I lived on a kibbutz for nearly three years after university and had similar levels of personal space. While I definitely would not want to live on a kibbutz for my whole life, there were very significant downsides (internal politics), I made some lifelong friends there and overall consider that experience to have been very positive, in particular for my social life.

that's not comparable to SRO in the city, where you'd be sharing living space with far more diverse and vibrant characters. no one in their sane mind would choose to live in one of those, unless they were on the brink of homelessness.

Oh we definitely had diverse and vibrant characters, and that was part of what made living there fun.
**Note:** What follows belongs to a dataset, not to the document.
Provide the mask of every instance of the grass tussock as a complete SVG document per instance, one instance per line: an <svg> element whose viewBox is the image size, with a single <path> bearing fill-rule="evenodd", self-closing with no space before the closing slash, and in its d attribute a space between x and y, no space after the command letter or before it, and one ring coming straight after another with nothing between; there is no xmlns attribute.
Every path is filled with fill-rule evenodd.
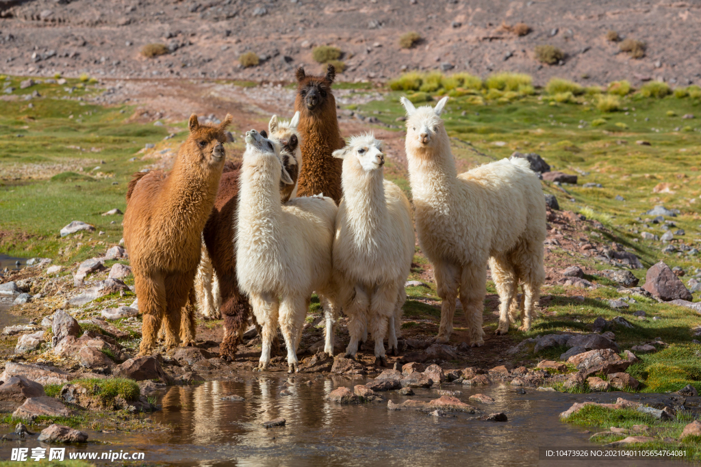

I also find it strange that in a page about solutions to loneliness, you reject one that, by your own admission, would introduce someone lonely to a wide variety of new people.

But if you're trying to use it as a euphemism for drug addicts, I think you'll often find that they end up homeless, despite there being SROs, because they spend their SRO rent on drugs instead, and they get evicted. If you're trying to use a euphemism for sex workers, the successful SROs usually had strict rules around the Single Resident part.

Basically it's just like hotels, in the sense that there are both seedy, run-down, crummy hotels and there are upscale hotels. That there are some crummy hotels is not an indictment of hotels in general. If you make the category legal, you will find worse and better examples, and lonely people would have their choice of establishment that would help put them back into close proximity with others.


>I also find it strange that in a page about solutions to loneliness, you reject one that, by your own admission, would introduce someone lonely to a wide variety of new people.

I don't see how sharing the bathroom and the kitchen with alcoholics, drug addicts, ex-cons, and mentally ill could possibly alleviate one's loneliness. and trust me, even a few of those per floor are enough to make living there an unpleasant experience.

you picture SRO as some kind of hippie commune thing. it's not. again: no one in their sane mind actively chooses to live in such inhumane conditions. it is utterly bizarre to me that someone would romanticize sharing a toilet with fifty other people.


Like I said, if SROs are legal, you will get better and worse examples. Certainly a lot of people lived in university dormitories which are not, of course, filled with the dregs of society. Is there a market for an SRO hall filled with young Congressional staffers in Washington DC? Or one on Wall Street for young entry-level folk working in investment banks pulling 16 hour days in their first couple of years? Almost certainly. You keep out the dregs of society the same as anywhere else: you charge more than the cheapest places and ask people to sign a strict behavioral code where violations result in quick eviction.

And you share a toilet with a hundred other people in your workplace. So what? SRO rent pays for cleaning staff for common areas.